Motivation
The number of attempts defined for a task is not suitable for all types of errors and ADC would like to have a way of treating some particular error codes in a special way. For examples:
- some errors may be considered final and retrying the job will not help
- other errors may be considered worth retrying only a limited number of times
In other particular cases, we might be interested in defining a certain post-failure action, e.g. increase the memory limit of a failed job.
This is why we want to implement a central table, where Ops and GDP can start to populate infamous error codes, and start building the consecutive actions.
Database structure
Actions table
This table defines the existing post-error actions:
- no_retry
- limit_retry
- increase_memory
This table is managed by the
PanDA developers, since adding a new action requires a code update in
PanDA server. The initial state could be:
ID |
Name |
Description |
Active |
1 |
no_retry |
This action will prevent PanDA server from retrying the job again. It is considered a final error. |
Y |
2 |
increase_memory |
Job ran out of memory.

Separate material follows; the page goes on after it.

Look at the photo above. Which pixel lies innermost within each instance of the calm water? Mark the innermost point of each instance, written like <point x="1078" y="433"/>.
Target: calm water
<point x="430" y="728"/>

Increase memory setting for next retry. |
Y |
3 |
limit_retry |
Set the number of max retries. |
Y |
The
Active column can be set to 'Y' or 'N'; in the latter case the action will not be effective and will only log a debug message.

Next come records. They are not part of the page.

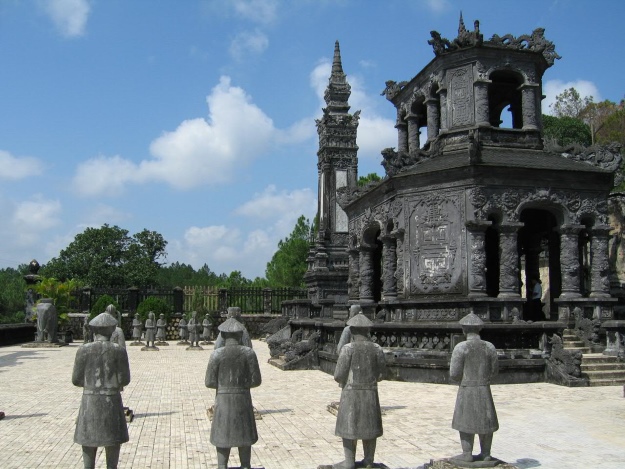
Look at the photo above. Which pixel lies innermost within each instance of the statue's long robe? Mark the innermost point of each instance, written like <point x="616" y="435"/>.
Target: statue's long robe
<point x="474" y="363"/>
<point x="102" y="370"/>
<point x="233" y="370"/>
<point x="359" y="367"/>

Still need to define logging mechanism. It was requested to send a message to TaskLogger/JEDILogger/PanDAmon/JIRA.
Error codes
The error table defines particular error codes and links them to the actions table. This table should be managed by Ops/GDP through the
ProdSys2 interface. The error code can be applicable to all jobs, or you can narrow the scope by specifying cmtconfig and/or release and/or work queue ID. Some actions require parameters, for these cases the specific parameters will have to be added in the Parameters following an agreed notation.
RetryError_ID: Incremental number taken from a sequence.
ErrorSource and Error Code: Has to match some error from
here
RetryAction: Link to the action table.
Parameters: Has to match follow the key1=value1&key2=value2&key3=value3 pattern. Keys are specific for the action, e.g. limit_retry action needs the parameter maxAttempts=5.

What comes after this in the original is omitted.